On a ici la question des moyens employés et le poids américain en termes militaires, économiques, diplomatiques, idéologiques, financiers… était tout simplement trop grand. Un autre exemple était l’Égypte. L’URSS l’avait massivement soutenue lors d’une prise de contrôle semi-féodale, mais en 1976 la superpuissance impérialiste américaine reprit le dessus et en chassa les Soviétiques.
On est là dans les révolutions de palais, les batailles de factions au sein de la bourgeoisie bureaucratique, pour une allégeance à telle ou telle superpuissance. Les moyens américains étaient incommensurablement plus grands.
Si un mouvement avait besoin de matériels pour commencer des troubles du type armé ou un parti déjà au pouvoir avait besoin d’un appui militaire, il pouvait compter sur l’URSS social-impérialiste.
Il y a par exemple, pour les fournitures soviétiques, la Libye dont le nombre de tanks et de véhicules blindés passa de 175 en 1971 à 4 400 en 1983, et le Yémen du Sud ont le même matériel passe de 50 en 1975 à 750 en 1982.
Encore que cela ne suffit pas forcément en soi en raison des rapports terribles entre les pays du tiers-monde. La Somalie était soumise à l’URSS social-impérialiste, mais fit la guerre à l’Éthiopie, également passée sous la coupe soviétique. L’URSS social-impérialiste sauva alors l’Éthiopie de l’offensive somalienne, mais la Somalie quitta l’orbite soviétique pour s’inféoder à la superpuissance impérialiste américaine.
On reste, finalement, aux marges du tiers-monde.

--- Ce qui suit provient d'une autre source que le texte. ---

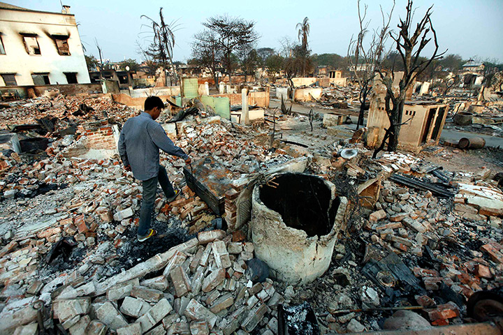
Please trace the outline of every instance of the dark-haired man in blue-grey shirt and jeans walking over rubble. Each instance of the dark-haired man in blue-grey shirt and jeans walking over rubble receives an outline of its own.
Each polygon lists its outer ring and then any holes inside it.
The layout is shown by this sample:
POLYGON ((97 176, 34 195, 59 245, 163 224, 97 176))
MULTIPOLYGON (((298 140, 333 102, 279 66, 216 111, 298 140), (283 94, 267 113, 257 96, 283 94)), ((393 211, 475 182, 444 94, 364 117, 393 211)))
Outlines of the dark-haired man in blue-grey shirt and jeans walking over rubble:
POLYGON ((184 158, 186 164, 191 163, 191 158, 173 144, 162 126, 155 121, 163 109, 164 104, 158 96, 148 97, 145 100, 145 112, 126 121, 117 144, 126 171, 132 171, 136 179, 143 181, 143 200, 138 225, 140 242, 157 233, 150 228, 157 182, 161 184, 168 202, 172 202, 180 194, 180 190, 173 189, 166 169, 159 164, 159 149, 166 154, 184 158))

La vague des « libérations nationales » amenant les pays dans l’orbite soviétique n’eut pas lieu.
Cela rejoint l’aspect de la dynamique mondiale. Les pays occidentaux maintenaient leur avance économique, idéologique et technologique, ils l’accentuaient même.
Dès qu’on passait un certain cap, qu’il fallait des investissements, que le pays avait une certaine taille, que la bourgeoisie bureaucratique comptait s’insérer dans l’économie mondiale de manière un peu prononcée… Alors la soumission semi-coloniale à la superpuissance impérialiste américaine apparaissait comme plus rentable.
Aller faire ses courses à New York, Londres et Paris apparaissaient comme davantage prestigieux pour les couches capitalistes bureaucratiques des pays du tiers-monde, prompt à parasiter la vente de leur propre pays.
Or, jamais les investissements soviétiques ne purent se comparer à ceux américains. Le tiers-monde devait 120 milliards de dollars à l’URSS social-impérialiste en 1988, et dix fois plus aux pays occidentaux.
Et encore les dettes soviétiques ne concernaient-elles pratiquement que Cuba, la Syrie, le Vietnam, l’Inde, la Mongolie, l’Irak, l’Éthiopie, l’Angola, l’Algérie et l’Égypte, avec la moitié pour des achats d’armement.
L’exemple indien est significatif, car c’est un pays qui était passé en partie sous la coupe soviétique, tout en restant en partie soumis à la superpuissance américaine.
En 1971, l’URSS contrôlait par exemple en Inde 30 % de la production d’acier, 20 % de celle de l’électricité, 35 % du raffinage de pétrole, 60 % de la production d’équipements électriques, 75 % de la production de moteurs électriques, 25 % de la production d’aluminium. Le remboursement de la dette indienne à l’URSS formait pas moins que 28 % des revenus indiens à l’exportation.
Mais tout cela restait bien trop faible par rapport aux pays occidentaux enserrant toujours plus les pays du tiers-monde sous dépendance semi-coloniale. L’Afrique, l’Asie et l’Amérique latine restaient encadrés par la superpuissance américaine et les autres puissances impérialistes lui étant liées.
La perspective de passer en force, en profitant de sa masse, apparaissait donc comme vaine. Pour la génération de Léonid Brejnev, le rêve pouvait encore tenir, mais plus pour celle d’après, représenté par Mikhaïl Gorbatchev.